The opening of the "Degenerate Art" Exhibition.
THE OPENING OF THE 'DEGENERATE ART' EXHIBITION IN BERLIN, 1938. EMIL NOLDE’S CRUCIFIXION (1912) INSPIRED BY MATTHIA GRÜNEWALD IS VISIBLE AT CENTER.

6. Degenerate Art: With rise of the Nazism in Germany came the end of Expressionism. Classified as Degenerate, a catchall term for art considered morally suspect, Jewish or Communist, Expressionism was removed from museums and confiscated from private collections. In 1937, hundreds of works by Nolde, Heckel, Kirchner and Beckmann were seized. Many were subsequently included the Degenerate Art exhibition (above), which travelled throughout Germany and Austria.

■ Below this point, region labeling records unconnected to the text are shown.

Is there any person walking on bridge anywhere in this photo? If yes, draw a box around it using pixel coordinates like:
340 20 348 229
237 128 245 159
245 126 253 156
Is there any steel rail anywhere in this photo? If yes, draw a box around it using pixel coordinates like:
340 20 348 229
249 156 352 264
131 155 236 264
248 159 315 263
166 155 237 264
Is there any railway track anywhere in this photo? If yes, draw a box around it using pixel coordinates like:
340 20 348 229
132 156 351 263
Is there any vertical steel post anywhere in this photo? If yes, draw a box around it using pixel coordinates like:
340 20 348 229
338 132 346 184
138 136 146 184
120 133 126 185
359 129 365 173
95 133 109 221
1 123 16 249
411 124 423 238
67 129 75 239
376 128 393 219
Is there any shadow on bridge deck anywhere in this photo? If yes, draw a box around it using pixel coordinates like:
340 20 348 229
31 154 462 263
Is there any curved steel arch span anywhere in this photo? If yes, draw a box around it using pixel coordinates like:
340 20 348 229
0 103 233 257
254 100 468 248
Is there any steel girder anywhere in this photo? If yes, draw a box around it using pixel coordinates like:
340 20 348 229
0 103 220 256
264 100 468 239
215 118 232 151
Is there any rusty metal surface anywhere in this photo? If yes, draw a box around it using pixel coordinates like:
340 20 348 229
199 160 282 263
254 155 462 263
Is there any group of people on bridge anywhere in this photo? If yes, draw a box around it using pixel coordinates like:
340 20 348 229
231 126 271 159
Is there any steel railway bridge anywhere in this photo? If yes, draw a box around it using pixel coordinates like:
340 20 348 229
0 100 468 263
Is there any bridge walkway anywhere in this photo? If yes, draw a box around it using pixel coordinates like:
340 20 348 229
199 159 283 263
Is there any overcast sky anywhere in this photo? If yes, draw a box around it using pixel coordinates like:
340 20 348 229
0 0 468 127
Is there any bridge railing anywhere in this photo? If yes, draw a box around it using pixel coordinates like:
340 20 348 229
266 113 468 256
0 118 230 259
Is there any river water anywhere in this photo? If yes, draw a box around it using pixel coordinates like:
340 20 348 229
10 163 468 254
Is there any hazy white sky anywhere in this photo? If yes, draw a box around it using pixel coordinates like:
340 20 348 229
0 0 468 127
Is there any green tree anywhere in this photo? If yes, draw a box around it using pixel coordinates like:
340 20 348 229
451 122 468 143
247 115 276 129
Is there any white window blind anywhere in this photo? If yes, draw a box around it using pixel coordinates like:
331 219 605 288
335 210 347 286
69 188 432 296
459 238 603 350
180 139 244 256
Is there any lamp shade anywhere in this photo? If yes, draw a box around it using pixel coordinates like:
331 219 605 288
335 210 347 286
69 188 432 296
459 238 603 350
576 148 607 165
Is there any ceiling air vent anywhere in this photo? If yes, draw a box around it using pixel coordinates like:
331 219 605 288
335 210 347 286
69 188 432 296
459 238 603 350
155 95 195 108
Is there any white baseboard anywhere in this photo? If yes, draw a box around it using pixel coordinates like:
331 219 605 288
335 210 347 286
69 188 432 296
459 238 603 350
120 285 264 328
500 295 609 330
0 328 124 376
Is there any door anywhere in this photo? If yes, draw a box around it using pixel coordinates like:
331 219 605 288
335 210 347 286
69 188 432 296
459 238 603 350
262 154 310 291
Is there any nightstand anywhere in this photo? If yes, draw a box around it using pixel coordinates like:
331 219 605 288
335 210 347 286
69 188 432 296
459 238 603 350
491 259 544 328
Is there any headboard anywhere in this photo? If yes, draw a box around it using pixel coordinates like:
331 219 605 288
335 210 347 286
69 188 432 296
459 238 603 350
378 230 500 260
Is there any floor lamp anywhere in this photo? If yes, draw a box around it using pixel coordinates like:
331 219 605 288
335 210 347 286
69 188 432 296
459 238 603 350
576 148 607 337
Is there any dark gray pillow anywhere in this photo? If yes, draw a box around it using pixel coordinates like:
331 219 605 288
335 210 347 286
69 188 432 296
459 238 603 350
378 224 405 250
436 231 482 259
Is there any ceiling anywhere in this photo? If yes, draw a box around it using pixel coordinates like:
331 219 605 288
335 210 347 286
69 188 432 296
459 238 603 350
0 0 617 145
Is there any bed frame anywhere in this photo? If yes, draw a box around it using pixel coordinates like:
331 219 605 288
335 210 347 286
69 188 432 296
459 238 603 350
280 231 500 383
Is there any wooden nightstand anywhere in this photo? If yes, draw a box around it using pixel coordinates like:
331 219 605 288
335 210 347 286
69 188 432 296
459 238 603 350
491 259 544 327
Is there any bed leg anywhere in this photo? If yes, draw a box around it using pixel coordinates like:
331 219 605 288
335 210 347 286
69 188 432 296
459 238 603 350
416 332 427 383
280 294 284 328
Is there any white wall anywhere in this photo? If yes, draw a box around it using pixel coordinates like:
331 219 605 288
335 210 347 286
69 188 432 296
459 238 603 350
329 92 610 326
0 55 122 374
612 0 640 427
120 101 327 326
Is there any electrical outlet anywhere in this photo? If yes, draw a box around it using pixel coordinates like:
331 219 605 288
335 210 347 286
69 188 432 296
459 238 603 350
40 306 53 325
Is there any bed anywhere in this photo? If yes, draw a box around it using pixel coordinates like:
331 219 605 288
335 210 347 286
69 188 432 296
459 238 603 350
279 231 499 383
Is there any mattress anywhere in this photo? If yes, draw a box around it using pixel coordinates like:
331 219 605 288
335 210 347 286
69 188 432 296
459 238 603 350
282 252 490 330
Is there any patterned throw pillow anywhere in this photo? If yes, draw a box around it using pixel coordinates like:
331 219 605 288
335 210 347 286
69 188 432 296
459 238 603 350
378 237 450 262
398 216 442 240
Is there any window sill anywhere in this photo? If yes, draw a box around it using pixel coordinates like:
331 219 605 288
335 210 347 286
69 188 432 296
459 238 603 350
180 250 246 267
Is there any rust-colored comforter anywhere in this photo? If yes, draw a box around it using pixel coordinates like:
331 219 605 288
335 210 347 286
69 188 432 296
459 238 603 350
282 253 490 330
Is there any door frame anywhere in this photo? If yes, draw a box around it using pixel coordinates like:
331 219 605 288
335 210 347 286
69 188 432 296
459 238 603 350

The following year, having been banned from art-making a distraught Kirchner committed suicide. 

Julian Schnabel in a white suit standing in front of one of his canvases.
ARTIST JULIAN SCHNABEL, NEW YORK, MAY 1986. PHOTOGRAPH COURTESY OF THE ESTATE OF EVELYN HOFER / CONTRIBUTOR, GETTY IMAGES.

7. Neo Expressionism: A half a century later, in the late 1970s and early 1980s, a group of artists including Jean-Michel Basquiat, Francesco Clemente, Georg Baselitz and Julian Schnabel rejected the cool industrialism of Minimalist sculpture and embraced painting with a color-charged energy. Known as the Neo-Expressionists these artists reacted against what they considered the stringency of Conceptual art, creating subjective and emotionally laden depictions of the human figure that harkened to older traditions of creative expression.